A copper clad polyimide substrate is used as flexible printed board, TAB material or CSP material; however, along with the miniaturization of the hardware and the speeding up of signal transfer rate, micro processing such as high density micro wiring or micro via becomes necessary, more requiring materials having a higher adhesion strength of the metal film.
In the prior art, in order to obtain a copper clad polyimide substrate having a higher adhesion strength, a process in which the polyimide surface is submitted to a dry pretreatment such as ion bombard, corona discharge before deposition a primer metal such as nickel or chromium by a spatter and electroless plating and electrolytic plating are executed thereon to form a metal film has been adopted.
However, this process requires an expensive equipment for performing pretreatment or spattering in the vacuum, lowers the production volume, and increases the cost, and it is difficult to say this process is industrially advantageous.
On the other hand, in case of producing a copper clad polyimide by imparting catalyst and executing electroless plating or electrolytic plating, without dry pretreatment nor spatter treatment, an expensive equipment is unnecessary, but there is a problem that the adhesion strength between metal and polyimide is so low that it is practically unusable.
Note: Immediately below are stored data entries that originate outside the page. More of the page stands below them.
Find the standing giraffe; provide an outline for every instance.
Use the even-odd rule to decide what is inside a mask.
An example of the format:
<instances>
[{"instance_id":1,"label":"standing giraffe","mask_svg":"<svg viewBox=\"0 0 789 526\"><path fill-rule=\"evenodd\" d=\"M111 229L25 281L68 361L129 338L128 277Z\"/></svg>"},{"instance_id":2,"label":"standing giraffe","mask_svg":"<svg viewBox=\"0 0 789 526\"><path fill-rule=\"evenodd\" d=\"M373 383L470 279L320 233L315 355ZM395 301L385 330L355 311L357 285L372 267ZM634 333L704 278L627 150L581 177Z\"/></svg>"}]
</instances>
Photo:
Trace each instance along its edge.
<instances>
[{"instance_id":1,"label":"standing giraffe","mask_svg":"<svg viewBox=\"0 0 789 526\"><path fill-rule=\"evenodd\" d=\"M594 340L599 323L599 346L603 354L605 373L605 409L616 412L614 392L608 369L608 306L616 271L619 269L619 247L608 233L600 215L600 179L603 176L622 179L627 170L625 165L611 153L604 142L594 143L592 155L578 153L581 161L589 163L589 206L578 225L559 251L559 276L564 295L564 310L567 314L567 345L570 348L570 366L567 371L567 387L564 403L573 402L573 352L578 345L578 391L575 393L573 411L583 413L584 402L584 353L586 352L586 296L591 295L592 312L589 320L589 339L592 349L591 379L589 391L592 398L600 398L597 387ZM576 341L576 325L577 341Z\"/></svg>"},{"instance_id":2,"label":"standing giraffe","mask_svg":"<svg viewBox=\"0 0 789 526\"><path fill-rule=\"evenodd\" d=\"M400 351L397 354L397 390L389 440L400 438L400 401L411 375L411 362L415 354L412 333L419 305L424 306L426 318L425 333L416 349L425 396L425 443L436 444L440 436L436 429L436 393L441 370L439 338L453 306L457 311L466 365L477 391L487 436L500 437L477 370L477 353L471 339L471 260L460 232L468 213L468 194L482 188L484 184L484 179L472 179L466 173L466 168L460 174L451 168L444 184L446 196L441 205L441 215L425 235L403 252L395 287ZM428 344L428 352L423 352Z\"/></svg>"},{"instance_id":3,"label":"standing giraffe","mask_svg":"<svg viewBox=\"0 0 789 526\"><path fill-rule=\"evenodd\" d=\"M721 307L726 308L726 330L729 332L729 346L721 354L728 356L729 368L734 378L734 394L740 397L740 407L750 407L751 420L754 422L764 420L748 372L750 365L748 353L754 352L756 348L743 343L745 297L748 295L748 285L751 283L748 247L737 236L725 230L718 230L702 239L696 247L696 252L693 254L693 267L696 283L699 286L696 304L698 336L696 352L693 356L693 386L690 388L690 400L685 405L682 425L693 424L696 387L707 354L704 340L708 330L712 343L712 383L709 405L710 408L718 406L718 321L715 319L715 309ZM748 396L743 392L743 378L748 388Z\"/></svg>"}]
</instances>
As a means for forming a metal layer on the laminates surface, there is a process using palladium chloride catalyst taking stannous chloride as a reductant, and recently, a process for absorbing palladium catalyst by the reaction between a zinc oxide film and palladium oxide and reducing by a reductant, or a process for reducing metal(Pd) ions, by irradiating zinc oxide (photo semiconductor) with light, in order to form a metal layer on the surface of glass or ceramics, are reported in “Electronics Packaging Technology (VOL. 11, No. 6, P32, 1995)”; however, this process could not be applied to organic materials, because it is restricted to inorganic materials such as glass, ceramics on which zinc oxide thin film can be formed easily and adheres strongly.
Moreover, a process for alkali hydrolyzing the surface of a polyimide film to make polyamide acid, then absorbing copper or palladium ion by reacting with copper sulfate or palladium chloride and, thereafter, irradiating with ultraviolet of a low pressure mercury lamp using sodium formate as a reductant (The 13th Electronics Packaging Society Lecture Book P183, 1999) has been reported; however, it takes extremely long for forming catalyst nuclei by ultraviolet irradiation, and moreover, there was a problem that the decomposition of the reductant generates NaOH, which is alkaline and deteriorates the polyimide film.
Furthermore, as any of the aforementioned processes is a process for forming a metal layer only on the surface of laminates, it is impossible to obtain a so-called anchor effect where the metal layer penetrates into the laminates.
There, it has been proposed a process for forming a coating by melting a salt of rear metal on the surface of an object to be plated before reducing with a reducing gas such as hydrogen, CO, H2S (the Japanese Patent No. 1993-61296) or a process for combining a metal compound reduced only by contact with it and a metal compound that can be reduced directly by a reductant (the Japanese Patent Laid-Open No.1993-306469).
However, the process described in the Japanese Patent No. 1993-61296 provokes problems of the safety such as explosion and toxicity of reducing gas, while the process described in the Japanese Patent Laid-Open No. 1993-306469 has provoked loss of resin characteristics (strength, insulation and so on) because an addition amount of metal compound is necessary so large as about 200 weight parts per 100 weight parts of resin, and problems of insulation because not completely reduced metal compound remains in the resin, inducing easily metal ion migration and so on.
The present invention intends to provides laminates for electronic components of an extremely high adhesion strength with metal layers, without using an expensive equipment and of high insulating properties, without impairing characteristics inherent in the substrate, a cheap process for production of the laminates for electric components, and a polyimide resin precursor solution for using for the production of the same.